Horace Horsecollar
DIS Veteran
- Joined
- Feb 10, 2002
- Messages
- 7,335
The only person who won't have to go through a backscatter scanner at most airports, especially smaller ones, is someone with an infant in arms.
So it depends on where you're coming from. I don't think I go through backscatter at LAX, but I do at BWI, BDL, ATL, TYS, BOS. What is your departing airport?
The TSA has pulled the Rapiscan "backscatter" x-ray machines from U.S. airports earlier this year. The controversial devices used x-rays to produce "naked" body scans viewed by a TSA screener (out of view of the public). There were objections due to the use of x-rays and due to privacy concerns.
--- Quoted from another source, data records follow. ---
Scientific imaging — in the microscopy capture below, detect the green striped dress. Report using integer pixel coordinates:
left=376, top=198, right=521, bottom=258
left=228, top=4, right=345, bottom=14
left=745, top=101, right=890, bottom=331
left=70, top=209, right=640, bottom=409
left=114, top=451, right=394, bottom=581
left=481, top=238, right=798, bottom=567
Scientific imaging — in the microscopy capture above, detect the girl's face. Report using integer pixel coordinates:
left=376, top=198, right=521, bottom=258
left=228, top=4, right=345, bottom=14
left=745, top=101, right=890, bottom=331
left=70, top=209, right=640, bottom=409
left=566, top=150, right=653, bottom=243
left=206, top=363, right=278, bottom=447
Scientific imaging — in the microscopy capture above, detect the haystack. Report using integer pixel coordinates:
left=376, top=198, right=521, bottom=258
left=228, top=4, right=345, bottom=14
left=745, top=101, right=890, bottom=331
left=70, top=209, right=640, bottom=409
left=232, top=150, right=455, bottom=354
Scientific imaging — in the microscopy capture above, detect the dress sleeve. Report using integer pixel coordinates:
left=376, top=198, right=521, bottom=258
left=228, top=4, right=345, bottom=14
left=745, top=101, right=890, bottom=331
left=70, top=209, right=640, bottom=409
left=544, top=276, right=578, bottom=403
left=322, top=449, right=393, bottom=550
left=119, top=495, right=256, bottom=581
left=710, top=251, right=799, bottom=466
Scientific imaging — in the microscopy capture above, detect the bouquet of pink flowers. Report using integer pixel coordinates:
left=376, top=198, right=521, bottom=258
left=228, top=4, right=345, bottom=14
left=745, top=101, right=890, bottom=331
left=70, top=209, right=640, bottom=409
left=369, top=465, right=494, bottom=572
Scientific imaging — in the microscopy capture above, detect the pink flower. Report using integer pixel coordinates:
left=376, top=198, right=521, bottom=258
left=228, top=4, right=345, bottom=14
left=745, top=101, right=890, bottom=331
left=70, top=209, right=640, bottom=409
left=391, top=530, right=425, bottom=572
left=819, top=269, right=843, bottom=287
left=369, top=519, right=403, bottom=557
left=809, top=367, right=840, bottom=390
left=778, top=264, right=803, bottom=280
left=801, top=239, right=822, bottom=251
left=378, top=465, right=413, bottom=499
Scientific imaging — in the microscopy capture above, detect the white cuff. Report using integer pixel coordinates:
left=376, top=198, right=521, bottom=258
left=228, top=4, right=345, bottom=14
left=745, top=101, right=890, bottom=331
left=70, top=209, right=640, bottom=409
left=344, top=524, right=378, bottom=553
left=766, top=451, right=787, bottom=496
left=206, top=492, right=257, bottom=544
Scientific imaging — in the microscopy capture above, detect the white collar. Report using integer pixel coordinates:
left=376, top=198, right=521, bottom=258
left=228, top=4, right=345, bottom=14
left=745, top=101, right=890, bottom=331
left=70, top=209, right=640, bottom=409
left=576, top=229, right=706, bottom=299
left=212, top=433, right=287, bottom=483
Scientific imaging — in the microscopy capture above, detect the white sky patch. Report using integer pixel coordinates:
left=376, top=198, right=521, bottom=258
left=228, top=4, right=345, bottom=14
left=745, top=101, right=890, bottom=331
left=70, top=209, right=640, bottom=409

The TSA has replaced the backscatter machines with millimeter wave scanners. These use radio waves, not x-rays. The millimeter wave scanners reveal anomies (which could be weapons), not full body images.
The experience of going into backscatter and millimeter wave machines is similar. You stand in one spot with raised arms for five seconds. I'm sure many people are unaware they're two different technologies and that the backscatter machines are gone.
This has been my experience also. Kids travelling with you = "normal" xray machine. They may send one adult through the 'big' machine, but we've been able to stay with our family.
Nobody goes through an x-ray machines.
There are the traditional magnetometers (electromagnetic, walk-through metal detectors) and the millimeter wave scanners. Neither uses x-rays.
The TSA agent determines which one you go through.